- Born: 1538 Aberdeenshire
- Died: 16 October 1583 (aged 44–45)
- Resting place: King's College Chapel, Aberdeen, Scotland
- Education: University of St Andrews University of Bourges
- Occupations: Poet, clergyman and academic
- Movement: Scottish Reformation

= Alexander Arbuthnot (poet) =

Scottish poet

Alexander Arbuthnot (1538–16 Oct 1583) was a Scottish ecclesiastic poet, "an eminent divine, and zealous promoter of the Protestant Reformation in Scotland". He was Moderator of the General Assembly of the Church of Scotland (the highest position in the Church of Scotland) in both 1573 and 1577.

==Family life==
He was the third son of Andrew Arbuthnot of Pitcarles Farm, who in turn was the fifth son of Sir Robert Arbuthnot of Arbuthnot (died 1505/1506) - the 12th laird of Arbuthnott. His mother was Elizabeth Strachan (died 23 July 1542), daughter of Alexander Strachan of Thornton. He had three siblings, Robert, George and Katherine.

==Career==
After having studied languages and philosophy at the University of St Andrews, and civil law under the noted Jacques Cujas at the University of Bourges in France, Arbuthnot took ecclesiastical orders, and became in his own country a zealous supporter of the Reformation.

He was declared apt and able to teach by the first General Assembly of the Church of Scotland on 20 December 1560.

On 7 July 1568, the General Assembly commissioned him to revise a book called the 'Fall of the Roman Kirk,' which had been suppressed (pending certain amendments) by the ecclesiastical authorities, as containing matters injurious to the interests of the kirk. Later that month, on 15 July 1568, he became minister of Logie-Buchan.

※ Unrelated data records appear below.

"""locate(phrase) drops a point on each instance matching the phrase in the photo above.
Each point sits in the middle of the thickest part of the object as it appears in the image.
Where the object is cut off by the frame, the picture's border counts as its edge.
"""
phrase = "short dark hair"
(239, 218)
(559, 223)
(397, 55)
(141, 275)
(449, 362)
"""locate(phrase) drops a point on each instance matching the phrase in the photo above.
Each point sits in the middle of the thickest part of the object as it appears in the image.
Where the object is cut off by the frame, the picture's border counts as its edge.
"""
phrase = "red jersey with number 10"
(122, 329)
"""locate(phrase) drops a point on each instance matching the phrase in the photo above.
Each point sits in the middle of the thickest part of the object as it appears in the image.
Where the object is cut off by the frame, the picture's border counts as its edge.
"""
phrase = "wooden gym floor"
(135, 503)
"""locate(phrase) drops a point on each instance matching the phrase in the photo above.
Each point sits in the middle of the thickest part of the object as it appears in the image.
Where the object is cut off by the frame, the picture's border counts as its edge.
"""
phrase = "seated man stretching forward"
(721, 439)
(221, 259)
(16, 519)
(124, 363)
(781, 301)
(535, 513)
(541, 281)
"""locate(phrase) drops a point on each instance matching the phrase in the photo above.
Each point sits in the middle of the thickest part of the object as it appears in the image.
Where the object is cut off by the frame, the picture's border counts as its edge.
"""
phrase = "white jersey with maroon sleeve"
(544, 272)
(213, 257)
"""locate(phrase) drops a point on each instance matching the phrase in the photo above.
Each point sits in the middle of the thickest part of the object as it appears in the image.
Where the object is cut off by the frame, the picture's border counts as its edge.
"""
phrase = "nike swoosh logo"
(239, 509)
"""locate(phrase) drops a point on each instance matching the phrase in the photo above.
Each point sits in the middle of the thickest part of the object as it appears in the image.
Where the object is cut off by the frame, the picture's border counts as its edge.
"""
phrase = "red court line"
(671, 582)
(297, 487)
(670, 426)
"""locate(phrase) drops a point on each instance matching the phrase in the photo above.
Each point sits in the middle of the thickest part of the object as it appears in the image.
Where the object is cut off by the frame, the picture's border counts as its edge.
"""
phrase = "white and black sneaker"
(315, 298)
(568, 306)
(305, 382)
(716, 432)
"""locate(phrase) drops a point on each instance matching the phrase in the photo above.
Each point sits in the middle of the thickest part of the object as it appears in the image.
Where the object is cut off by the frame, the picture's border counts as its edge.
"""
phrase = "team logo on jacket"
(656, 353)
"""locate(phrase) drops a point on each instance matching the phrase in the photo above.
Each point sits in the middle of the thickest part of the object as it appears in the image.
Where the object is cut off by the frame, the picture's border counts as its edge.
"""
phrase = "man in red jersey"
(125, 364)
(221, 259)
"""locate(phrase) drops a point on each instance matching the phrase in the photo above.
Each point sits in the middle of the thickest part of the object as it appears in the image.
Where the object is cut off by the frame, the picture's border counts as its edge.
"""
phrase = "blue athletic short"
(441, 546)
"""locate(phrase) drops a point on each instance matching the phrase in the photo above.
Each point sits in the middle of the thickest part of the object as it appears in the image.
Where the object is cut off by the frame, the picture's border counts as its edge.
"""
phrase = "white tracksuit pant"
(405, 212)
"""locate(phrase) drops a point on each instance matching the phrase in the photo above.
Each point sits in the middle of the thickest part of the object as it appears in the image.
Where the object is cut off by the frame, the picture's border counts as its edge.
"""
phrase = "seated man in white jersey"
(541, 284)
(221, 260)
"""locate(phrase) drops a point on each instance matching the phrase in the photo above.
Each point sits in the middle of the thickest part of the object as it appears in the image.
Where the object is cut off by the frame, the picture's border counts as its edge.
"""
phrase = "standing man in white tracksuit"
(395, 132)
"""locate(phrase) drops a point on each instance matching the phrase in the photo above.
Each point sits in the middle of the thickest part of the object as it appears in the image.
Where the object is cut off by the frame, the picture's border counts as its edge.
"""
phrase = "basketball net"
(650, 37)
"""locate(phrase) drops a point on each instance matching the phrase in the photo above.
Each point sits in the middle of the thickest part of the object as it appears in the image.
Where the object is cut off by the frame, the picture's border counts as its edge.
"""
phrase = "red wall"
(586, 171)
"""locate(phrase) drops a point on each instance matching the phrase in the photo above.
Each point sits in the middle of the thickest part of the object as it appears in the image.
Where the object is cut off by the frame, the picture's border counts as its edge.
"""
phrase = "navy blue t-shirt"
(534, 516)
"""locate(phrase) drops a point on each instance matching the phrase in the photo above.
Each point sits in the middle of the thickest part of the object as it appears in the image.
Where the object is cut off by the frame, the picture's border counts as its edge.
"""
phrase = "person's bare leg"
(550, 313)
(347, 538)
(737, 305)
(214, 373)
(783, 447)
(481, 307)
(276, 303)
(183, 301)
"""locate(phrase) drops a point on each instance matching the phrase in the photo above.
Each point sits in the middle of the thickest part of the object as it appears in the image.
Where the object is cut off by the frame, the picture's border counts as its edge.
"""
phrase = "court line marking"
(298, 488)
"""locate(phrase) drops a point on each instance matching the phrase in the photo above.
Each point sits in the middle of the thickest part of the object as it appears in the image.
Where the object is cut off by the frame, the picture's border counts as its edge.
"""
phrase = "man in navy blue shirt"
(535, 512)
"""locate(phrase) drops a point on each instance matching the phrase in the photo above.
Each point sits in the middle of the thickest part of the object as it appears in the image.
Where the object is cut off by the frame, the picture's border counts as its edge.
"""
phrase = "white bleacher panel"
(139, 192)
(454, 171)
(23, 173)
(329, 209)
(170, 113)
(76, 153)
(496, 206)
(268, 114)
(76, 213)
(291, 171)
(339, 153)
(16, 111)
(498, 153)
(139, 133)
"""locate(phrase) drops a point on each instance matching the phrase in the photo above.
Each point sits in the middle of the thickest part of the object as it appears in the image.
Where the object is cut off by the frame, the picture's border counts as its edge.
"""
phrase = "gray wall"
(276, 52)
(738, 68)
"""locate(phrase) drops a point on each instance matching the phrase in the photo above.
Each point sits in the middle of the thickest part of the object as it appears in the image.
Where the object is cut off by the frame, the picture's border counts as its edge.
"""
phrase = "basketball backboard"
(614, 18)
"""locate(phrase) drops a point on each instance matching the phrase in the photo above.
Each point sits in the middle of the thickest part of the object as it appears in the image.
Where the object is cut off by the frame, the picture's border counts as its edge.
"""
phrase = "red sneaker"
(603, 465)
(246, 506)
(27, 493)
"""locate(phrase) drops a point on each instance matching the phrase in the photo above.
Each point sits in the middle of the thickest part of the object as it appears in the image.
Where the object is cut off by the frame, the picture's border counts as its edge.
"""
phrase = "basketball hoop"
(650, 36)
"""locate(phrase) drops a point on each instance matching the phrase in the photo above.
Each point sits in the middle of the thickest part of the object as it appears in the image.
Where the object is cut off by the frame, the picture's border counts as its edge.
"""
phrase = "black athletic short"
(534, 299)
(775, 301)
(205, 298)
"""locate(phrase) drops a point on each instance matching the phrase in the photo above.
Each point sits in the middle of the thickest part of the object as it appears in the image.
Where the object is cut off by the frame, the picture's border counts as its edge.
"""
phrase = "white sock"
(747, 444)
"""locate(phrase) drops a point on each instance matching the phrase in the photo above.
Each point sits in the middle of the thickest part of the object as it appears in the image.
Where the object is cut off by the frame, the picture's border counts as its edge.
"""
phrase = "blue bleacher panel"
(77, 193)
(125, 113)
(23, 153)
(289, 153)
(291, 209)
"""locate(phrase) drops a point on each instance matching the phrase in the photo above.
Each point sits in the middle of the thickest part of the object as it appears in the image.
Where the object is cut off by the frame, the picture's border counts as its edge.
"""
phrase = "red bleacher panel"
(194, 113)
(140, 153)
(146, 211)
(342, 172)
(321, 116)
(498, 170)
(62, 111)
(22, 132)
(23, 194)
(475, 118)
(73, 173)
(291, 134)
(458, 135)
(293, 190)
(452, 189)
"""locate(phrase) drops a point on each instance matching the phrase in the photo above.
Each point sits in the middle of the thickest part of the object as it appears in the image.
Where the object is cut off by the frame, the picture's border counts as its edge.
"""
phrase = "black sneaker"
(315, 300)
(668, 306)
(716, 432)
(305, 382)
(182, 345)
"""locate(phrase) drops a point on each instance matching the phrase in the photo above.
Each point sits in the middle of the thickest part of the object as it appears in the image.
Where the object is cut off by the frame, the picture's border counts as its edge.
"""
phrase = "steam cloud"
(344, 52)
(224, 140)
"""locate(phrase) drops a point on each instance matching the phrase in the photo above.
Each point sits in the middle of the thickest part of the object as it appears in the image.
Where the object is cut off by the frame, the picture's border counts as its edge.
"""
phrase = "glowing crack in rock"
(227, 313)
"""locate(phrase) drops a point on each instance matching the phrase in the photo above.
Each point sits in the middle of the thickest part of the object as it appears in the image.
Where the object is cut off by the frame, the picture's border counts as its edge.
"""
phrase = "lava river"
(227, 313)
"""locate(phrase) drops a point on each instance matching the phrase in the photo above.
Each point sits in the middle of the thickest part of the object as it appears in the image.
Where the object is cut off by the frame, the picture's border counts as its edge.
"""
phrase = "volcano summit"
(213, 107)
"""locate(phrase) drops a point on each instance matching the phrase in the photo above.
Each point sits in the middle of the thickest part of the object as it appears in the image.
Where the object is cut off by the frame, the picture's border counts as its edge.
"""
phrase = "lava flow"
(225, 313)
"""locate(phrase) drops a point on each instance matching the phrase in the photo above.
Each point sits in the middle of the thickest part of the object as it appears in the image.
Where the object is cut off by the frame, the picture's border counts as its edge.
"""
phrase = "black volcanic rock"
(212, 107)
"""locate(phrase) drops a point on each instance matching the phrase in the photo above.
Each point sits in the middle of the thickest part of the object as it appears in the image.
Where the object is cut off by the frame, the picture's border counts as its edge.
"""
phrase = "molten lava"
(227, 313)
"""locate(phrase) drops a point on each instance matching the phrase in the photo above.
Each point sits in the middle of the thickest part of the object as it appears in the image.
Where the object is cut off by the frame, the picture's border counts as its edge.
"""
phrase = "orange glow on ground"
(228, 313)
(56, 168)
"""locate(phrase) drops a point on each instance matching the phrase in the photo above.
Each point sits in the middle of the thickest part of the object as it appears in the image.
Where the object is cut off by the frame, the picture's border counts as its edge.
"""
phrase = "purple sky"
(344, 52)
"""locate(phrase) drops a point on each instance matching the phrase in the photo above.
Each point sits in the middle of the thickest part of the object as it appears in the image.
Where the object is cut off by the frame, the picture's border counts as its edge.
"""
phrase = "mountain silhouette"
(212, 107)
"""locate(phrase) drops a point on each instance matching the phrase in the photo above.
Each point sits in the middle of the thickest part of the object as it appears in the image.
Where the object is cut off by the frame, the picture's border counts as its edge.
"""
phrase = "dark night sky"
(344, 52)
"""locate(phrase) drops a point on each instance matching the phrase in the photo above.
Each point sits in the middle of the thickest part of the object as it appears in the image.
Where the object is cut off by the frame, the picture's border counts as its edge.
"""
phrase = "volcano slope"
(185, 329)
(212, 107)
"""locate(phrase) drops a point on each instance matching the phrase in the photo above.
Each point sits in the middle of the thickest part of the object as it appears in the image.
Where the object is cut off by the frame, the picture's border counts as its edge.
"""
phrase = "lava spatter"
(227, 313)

A year later, on 23 July 1569 he was elected principal of King's College, Aberdeen, in place of Alexander Anderson who had been rejected for popery. This was an office he retained until his death. It is recorded that he was also minister at Forvie, and Arbuthnott two days later on 25 July 1569.

On 6 August 1573, he was elected Moderator of the General Assembly, and was again elected to the position when the General Assembly met in Edinburgh on 1 April 1577.

From his previous charges, he translated to Old Machar Church in 1574. In late 1582, or early 1583, he moved to become Minister of St Andrews.

He played an active part in the church politics of the period, and was twice Moderator of the General Assembly of the Church of Scotland, and a member of the commission of inquiry into the condition of the University of St Andrews (1583).

His attitude on public questions earned him the condemnation of Catholic writers. He is not included in Nicol Burne's list of periurit apostatis, but his policy and influence were disliked by James VI, who, when the Assembly had elected Arbuthnot to the charge of the kirk of St. Andrews, ordered him to return to his duties at King's College.

== Death and legacy ==
It is thought that this displeasure by the King was a cause for his decline in health. He died, unmarried, aged forty-four on 16 October 1583 and is buried in the Kirk of St Nicholas in central Aberdeen just in front of the pulpit. Andrew Melville wrote his epitaph.

There is a memorial stone dedicated in memory to him on the north wall of Arbuthnott Church close to the pulpit.

==Works==
He was a zealous patron of learning, a poet and mathematician. He strived to promote literature among those he ministered to. His extant poetical works are three poems, The Praises of Wemen (4 lines), On Luve (10 lines), and The Miseries of a Pure (poor) Scholar (189 lines). The praise of women in the first poem is exceptional in the literature of his age; and its geniality helps us to understand the author's popularity with his contemporaries.

He wrote a volume entitled 'Orations on the Origins and Dignity of the Law', Orationes de origine et dignitate juris, 4to. (Edinburgh, 1572).

In around 1567, he also wrote a Latin account of the history of the Arbuthnott family, Originis et Incrementi Arbuthnoticae Familiae Descriptio Historica, held in Aberdeen University Library in a volume containing a contemporary translation into Scots by William Morrison. An English continuation of the Arbuthnott history, by Dr John Arbuthnot, is preserved in the Advocates Library, Edinburgh.